Si les dernières volontés se révèlent surprenantes, voire choquantes, cela ne suffit pas, à soi seul, à contester la validité d’un testament. En revanche, replacé dans un contexte, il peut être le signe révélateur d’un état de santé du testateur qui le rendait incapable – au sens juridique du terme – de dicter valablement ses ultimes dispositions.
La défaillance de volonté du testateur
Une fois constatée la parfaite régularité formelle d’un acte notarié, l’avocat spécialiste sollicité par un héritier ou un légataire à fin de contestation d’un testament va s’orienter vers l’examen de circonstances extérieures susceptibles d’avoir affecté sa validité.

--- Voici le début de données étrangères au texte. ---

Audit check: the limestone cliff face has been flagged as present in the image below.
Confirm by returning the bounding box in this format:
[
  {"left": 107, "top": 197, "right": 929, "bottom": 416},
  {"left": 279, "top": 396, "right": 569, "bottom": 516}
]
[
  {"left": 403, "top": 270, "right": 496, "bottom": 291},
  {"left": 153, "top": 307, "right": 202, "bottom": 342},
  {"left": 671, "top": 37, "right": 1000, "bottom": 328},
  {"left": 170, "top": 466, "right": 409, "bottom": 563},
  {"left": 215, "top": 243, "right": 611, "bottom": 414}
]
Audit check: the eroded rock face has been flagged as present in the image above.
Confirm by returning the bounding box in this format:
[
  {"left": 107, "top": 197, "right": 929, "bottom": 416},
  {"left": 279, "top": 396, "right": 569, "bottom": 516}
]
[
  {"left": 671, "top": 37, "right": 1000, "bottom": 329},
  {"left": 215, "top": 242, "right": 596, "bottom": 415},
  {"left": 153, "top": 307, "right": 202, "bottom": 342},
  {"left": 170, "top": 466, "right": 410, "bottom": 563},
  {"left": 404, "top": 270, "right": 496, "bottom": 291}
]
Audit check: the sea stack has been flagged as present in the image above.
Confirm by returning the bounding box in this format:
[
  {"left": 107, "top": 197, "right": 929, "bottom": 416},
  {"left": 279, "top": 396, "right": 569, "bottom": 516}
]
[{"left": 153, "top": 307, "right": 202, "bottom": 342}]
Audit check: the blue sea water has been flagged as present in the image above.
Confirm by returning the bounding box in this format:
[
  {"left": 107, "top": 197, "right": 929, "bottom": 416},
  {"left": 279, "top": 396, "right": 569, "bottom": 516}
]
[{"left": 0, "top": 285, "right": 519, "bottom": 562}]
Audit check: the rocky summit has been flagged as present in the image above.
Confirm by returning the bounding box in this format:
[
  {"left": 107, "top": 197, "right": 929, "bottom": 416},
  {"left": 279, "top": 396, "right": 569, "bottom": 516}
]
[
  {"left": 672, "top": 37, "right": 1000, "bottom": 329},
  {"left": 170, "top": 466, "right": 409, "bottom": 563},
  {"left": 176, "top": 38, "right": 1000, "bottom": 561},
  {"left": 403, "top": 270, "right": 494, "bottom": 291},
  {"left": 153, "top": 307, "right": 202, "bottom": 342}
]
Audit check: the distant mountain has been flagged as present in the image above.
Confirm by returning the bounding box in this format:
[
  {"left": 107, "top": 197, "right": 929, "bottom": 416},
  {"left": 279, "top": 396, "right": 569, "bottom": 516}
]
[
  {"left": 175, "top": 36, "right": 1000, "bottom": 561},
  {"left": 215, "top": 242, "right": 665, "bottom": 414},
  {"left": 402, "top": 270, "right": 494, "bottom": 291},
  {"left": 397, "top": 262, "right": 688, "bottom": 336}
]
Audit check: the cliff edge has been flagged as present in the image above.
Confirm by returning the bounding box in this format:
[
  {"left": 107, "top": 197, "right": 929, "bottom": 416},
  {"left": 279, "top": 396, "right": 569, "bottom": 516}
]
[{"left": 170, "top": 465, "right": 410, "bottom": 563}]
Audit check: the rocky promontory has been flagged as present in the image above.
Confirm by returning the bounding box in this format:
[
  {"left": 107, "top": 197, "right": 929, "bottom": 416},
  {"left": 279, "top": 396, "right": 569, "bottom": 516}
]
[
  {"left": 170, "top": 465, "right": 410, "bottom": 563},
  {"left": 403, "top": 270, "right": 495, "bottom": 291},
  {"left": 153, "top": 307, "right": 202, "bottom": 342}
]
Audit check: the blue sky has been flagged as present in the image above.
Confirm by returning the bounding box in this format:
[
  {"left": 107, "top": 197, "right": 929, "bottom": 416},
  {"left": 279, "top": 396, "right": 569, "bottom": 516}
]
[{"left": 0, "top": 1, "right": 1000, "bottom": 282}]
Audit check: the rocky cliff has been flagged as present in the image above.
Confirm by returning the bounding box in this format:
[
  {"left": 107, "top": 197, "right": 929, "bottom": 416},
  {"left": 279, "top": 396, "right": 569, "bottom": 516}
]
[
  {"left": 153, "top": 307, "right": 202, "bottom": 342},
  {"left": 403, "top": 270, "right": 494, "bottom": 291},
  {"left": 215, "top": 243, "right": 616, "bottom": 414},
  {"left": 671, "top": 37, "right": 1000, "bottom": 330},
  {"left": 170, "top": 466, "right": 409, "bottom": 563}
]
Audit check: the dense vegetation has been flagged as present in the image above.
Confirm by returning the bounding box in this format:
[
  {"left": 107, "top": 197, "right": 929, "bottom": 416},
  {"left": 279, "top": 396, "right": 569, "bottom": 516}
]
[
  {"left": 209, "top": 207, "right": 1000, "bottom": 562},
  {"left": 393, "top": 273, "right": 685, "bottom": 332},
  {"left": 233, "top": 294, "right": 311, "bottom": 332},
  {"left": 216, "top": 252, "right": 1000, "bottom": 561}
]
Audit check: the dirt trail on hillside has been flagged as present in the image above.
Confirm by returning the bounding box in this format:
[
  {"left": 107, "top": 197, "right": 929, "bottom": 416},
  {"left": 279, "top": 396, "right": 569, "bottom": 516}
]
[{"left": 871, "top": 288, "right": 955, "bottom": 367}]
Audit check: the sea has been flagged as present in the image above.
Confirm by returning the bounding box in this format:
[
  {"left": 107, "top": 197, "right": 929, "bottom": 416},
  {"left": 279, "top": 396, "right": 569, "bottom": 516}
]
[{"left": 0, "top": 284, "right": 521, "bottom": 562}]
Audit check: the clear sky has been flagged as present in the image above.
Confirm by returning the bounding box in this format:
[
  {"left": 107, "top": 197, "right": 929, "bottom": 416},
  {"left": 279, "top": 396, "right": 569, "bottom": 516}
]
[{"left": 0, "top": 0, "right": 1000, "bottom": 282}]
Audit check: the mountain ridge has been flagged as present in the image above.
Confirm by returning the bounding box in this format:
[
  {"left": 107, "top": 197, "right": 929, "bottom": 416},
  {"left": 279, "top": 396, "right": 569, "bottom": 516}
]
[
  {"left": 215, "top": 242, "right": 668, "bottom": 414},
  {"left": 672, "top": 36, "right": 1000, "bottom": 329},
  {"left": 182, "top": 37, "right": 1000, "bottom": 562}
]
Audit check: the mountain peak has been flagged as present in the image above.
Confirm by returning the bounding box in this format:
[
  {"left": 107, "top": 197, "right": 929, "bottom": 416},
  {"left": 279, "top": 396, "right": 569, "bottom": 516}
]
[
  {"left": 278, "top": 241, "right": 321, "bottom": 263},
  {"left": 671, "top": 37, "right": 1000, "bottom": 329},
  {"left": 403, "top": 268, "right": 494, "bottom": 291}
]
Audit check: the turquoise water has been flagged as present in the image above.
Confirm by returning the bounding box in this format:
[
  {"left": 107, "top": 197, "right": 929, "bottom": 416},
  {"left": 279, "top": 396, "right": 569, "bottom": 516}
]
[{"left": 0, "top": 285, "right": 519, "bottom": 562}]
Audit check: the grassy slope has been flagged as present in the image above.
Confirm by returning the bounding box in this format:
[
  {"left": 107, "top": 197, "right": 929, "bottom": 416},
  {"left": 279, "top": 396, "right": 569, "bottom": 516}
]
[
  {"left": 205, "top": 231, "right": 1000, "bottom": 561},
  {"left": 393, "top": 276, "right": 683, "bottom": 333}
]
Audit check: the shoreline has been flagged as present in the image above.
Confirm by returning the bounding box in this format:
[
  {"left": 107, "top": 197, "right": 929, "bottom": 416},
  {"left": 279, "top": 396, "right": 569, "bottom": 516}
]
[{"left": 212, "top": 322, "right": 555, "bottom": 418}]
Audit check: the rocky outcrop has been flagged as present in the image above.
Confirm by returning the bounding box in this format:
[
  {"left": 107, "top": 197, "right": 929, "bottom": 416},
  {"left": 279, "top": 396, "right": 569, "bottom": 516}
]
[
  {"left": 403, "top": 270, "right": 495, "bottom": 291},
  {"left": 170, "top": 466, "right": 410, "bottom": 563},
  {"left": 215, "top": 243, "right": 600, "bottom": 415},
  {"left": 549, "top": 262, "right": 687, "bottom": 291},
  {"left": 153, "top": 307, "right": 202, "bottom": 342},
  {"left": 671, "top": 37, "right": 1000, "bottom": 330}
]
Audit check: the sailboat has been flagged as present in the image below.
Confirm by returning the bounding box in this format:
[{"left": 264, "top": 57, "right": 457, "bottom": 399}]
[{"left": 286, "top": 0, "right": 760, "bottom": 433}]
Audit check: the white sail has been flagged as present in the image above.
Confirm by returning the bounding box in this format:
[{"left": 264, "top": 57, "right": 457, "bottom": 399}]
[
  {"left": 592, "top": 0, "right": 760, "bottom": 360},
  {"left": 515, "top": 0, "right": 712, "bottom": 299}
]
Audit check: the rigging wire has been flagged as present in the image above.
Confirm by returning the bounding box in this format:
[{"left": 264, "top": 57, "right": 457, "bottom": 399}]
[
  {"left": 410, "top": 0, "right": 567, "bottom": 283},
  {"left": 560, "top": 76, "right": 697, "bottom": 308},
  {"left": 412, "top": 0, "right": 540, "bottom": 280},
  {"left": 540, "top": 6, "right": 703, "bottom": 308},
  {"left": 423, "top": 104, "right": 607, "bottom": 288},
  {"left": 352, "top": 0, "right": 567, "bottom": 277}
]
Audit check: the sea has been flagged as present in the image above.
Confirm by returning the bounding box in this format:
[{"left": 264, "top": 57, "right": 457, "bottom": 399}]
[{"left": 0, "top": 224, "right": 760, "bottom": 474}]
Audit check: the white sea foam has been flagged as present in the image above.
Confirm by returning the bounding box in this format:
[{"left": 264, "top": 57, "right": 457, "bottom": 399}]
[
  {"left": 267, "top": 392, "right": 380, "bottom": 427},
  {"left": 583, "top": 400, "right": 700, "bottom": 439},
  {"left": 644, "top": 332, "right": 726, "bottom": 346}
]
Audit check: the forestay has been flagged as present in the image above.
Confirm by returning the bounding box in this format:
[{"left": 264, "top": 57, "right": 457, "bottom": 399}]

Première question : celui ou celle qui a dicté son testament était-il en possession de tous ses moyens ? La réponse peut être aisée à apporter, dans les deux sens. Le testateur, dans la force de l’âge, n’a jamais souffert d’une quelconque maladie ou infirmité, physique ou psychique et ses dernières volontés, même si elles sont décevantes pour certains, sont frappées au coin du bon sens. Ou, inversement, le testateur, atteint d’une grave maladie mentale, a réussi à cacher qu’il se trouvait sous tutelle, ce qui ne lui permettait pas de rédiger ou de dicter ses dernières volontés. Voir notre article sur le testament en cas de tutelle et curatelle.
Le plus souvent, il faut entreprendre de véritables recherches pour vérifier la capacité intellectuelle au moment où l’acte est rédigé. Pour cela il est possible de solliciter la communication du dossier médical, des témoignages de proches, des dépenses par le biais du compte bancaire, bref, toutes les pièces qui peuvent faire apparaître un comportement extravagant et des troubles de la conscience.
Ainsi, d’un testament dicté par un patient entre la visite de son médecin constatant sa perte de repères et son hospitalisation dans la même journée ou d’un retraité, en résidence pour personnes âgées qui avait, quelques jours avant de dicter son testament, acheté 18 montres de qualité courante au même site de vente en ligne !
La seconde question vise les conditions dans lesquelles le testament a été dicté : le testateur était-il bien libre de ses décisions ? La loi précise, en effet, que le testament (olographe comme par acte authentique) est nul si le consentement a été vicié par l’erreur, le dol ou la violence.
En ce qui concerne l’erreur, elle peut porter sur l’existence d’un bien légué, sur la qualité d’un héritier, ou sur les droits dont le testateur peut disposer : on ne lègue pas un usufruit, pas plus qu’on ne transmet la totalité de son patrimoine à un voisin quand on a des enfants encore vivants !
Le dol se rapproche de l’erreur, en ce que ce sont des manœuvres frauduleuses destinées à induire en erreur le testateur : exemple classique de celui qui se fait consentir un legs important après avoir persuadé qu’il est le dirigeant d’une ouvre caritative… purement imaginaire !
Enfin, la violence s’exerce le plus souvent de manière sourde, entre autres, sous forme de chantage formulé plus ou moins brutalement : « si je ne suis pas désigné sur votre testament notarié, je ne m’occupe plus de vous ! ». Elle recoupe souvent le fameux abus de faiblesse que les avocats spécialistes connaissent bien.
Comme on peut le constater, les possibilités de contestation sont très variées, mais aussi très techniques et nécessitent une analyse approfondie de toutes les caractéristiques de la situation, que seul un avocat spécialiste en droit des successions est à même de réaliser.